No matter where you live, there’s like some type of animal that your neighbors largely consider a nuisance.
While mice and bugs are pretty common choices that encompass a lot of the world, some areas tend to feature some more specific problem encounters. An alligator isn’t likely to end up in your backyard if you live in Minnesota, but it could be a different story if you live in Florida.
And while Australia is known for a wide variety of terrifying spiders and snakes, you might actually be more likely to hear a resident there complain about cane toads than either of them.
By a similar token, we (rightly) tend to regard elephants as majestic and beautiful animals. But as we’re about to see, they’re also at the epicenter of a common and frustrating problem in Thailand.
On June 19, Ratchadawan Puengprasoppon of Thailand’s Chalermkiatpattana village woke up with a start to the sound of crashing and banging in her kitchen.

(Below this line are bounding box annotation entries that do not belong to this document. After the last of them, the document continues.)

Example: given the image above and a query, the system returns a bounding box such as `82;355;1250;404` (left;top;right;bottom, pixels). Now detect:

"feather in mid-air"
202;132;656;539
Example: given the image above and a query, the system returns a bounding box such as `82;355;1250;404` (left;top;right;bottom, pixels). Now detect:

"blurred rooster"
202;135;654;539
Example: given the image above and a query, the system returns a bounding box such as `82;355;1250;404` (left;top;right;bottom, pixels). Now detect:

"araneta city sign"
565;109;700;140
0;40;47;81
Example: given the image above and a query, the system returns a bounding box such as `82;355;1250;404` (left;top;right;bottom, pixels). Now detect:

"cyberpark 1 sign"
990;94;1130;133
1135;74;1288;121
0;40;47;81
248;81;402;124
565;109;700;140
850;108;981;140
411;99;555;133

As The Guardian reported and as you’ll see in the full video, the reason for this commotion turned out to be an elephant named Boonchuay that lives at a nearby national park.
She soon discovered that the elephant had apparently punched a massive hole in her kitchen wall and was rummaging through the room with its trunk in search of something to eat.
Not only is this not the first time that one of the elephants from the park had wandered into the village, but it’s not even the first time that Boonchuay had come to that particular house.

Passing on information from Thai media sources, The Guardian reported that the last time he was there, he caused about $1,588 worth of damage.
And as superintendent Itthipon Thaimonkol of the Kaeng Krachan national park said, “They come to visit quite often. They always come when there is the local market because they can smell food.”
According to Dr. Joshua Plotnik, who studies elephant popluations at the Salakpra Wildlife Sanctuary in western Thailand, elephants turn up to Thai villages and raid fields for corn and sugar cane on an almost nightly basis.

And while most villages are reportedly respectful of the elephants, their solutions of setting up barriers and moving the animals have only proved partially effective at best.
In Plotnik’s words, “They are frustrated that this is happening, and really want to find solutions to stop it, but they don’t usually blame the elephants.”
After all, elephants like Boonchuay here are only acting this way because things are tough for them as well.
According to Plotnik, a likely source for the recent increase in elephant intrusions has to do with a decrease in the food resources available to them and in human encroachments into their habitats.
As he put it, “If you don’t fulfil the elephants’ need for food, water and other resources in their natural habitat (or ensure they have them somewhere else), they will find ways around deterrents and access villages or cropfields in search of these resources.”